My fault for not explaining the regex. The non-capture group allows for an optional sub-component, so: A-PROD-COMP-LOGL-00000000-0000-8033-0000-000200354F0A and A-PROD-COMP-00000000-0000-8033-0000-000200354F0A should be matchable, which is why the - must stay in the non-capture group.
The irony is the tool you linked (good tool by the way)... regex101 ... when corrected back to my original regex, shows the correct result with my regex...!!!
0

Ok I've made it work, but I don't understand why.

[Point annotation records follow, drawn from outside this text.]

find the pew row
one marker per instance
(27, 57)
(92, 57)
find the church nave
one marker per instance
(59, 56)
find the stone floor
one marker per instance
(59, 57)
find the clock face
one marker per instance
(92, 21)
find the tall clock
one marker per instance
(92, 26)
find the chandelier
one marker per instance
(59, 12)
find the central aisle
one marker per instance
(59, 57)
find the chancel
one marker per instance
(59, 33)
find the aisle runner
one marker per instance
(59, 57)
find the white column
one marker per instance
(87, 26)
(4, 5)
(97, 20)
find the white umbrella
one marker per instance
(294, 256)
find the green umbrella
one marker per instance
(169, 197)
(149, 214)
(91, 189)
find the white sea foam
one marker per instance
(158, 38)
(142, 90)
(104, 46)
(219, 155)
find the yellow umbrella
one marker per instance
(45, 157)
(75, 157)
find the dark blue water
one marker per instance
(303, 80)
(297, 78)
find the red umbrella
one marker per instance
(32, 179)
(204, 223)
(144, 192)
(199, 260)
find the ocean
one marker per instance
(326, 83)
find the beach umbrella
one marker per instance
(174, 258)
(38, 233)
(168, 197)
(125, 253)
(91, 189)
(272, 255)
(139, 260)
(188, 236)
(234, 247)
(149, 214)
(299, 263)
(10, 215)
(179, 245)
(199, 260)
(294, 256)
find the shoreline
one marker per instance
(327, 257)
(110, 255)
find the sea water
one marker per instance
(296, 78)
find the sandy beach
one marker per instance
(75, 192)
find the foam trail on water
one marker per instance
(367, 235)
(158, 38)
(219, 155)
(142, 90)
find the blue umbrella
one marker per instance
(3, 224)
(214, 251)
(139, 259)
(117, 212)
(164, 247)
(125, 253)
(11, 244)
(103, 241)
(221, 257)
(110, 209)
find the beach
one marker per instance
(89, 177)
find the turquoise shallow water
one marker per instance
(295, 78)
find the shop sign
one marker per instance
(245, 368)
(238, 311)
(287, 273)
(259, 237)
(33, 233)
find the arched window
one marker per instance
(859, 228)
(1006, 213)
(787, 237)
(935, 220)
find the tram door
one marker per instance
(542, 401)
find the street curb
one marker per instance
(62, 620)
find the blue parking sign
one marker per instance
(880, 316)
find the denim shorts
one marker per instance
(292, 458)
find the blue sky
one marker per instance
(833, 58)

The regex needs to be made non-greedy, so instead of:

^[AT]-([A-Z0-9]{4})-([A-Z0-9]{4})(?:-([A-Z0-9]{4}))*-([A-F0-9]{8}-[A-F0-9]{4}-[A-F0-9]{4}-[A-F0-9]{4}-[A-F0-9]{12})$

it needs to be:

^[AT]-([A-Z0-9]{4})-([A-Z0-9]{4})(?:-([A-Z0-9]{4}))*?-([A-F0-9]{8}-[A-F0-9]{4}-[A-F0-9]{4}-[A-F0-9]{4}-[A-F0-9]{12})$

(with the extra ? after the * of the non-capture group)

6 Comments

@ikegami this is my point - I don't understand why the greediness modifier has made a difference in this particular example. And to your first comment - I can't see what a "greedy" match would match differently and still have a valid result...
Also the final clincher for me that something isn't right here is that both Perl and the regex01 website work perfectly without the non-greedy modifier - so please explain why the greediness makes sense.
Surely that's the point of Stack Overflow - to talk in the context of the question, not in isolation of a point, itself taken out of context.
SO isn't about talking at all. SO is not a discussion forum. I identified problems with the Answer. And then I fixed them. I figured you'd want an explanation. I have deleted the comments.
There we no problems with the answer. You deleted comments that were my thought processes about why the answer was illlogical. You deleted your comments saying you didn't read the question - and you deleted my comments asking regex experts to share an explanation. So let's please do that - ask a regex expert to share their explanation, if they have one, that is the most constructive way forwards.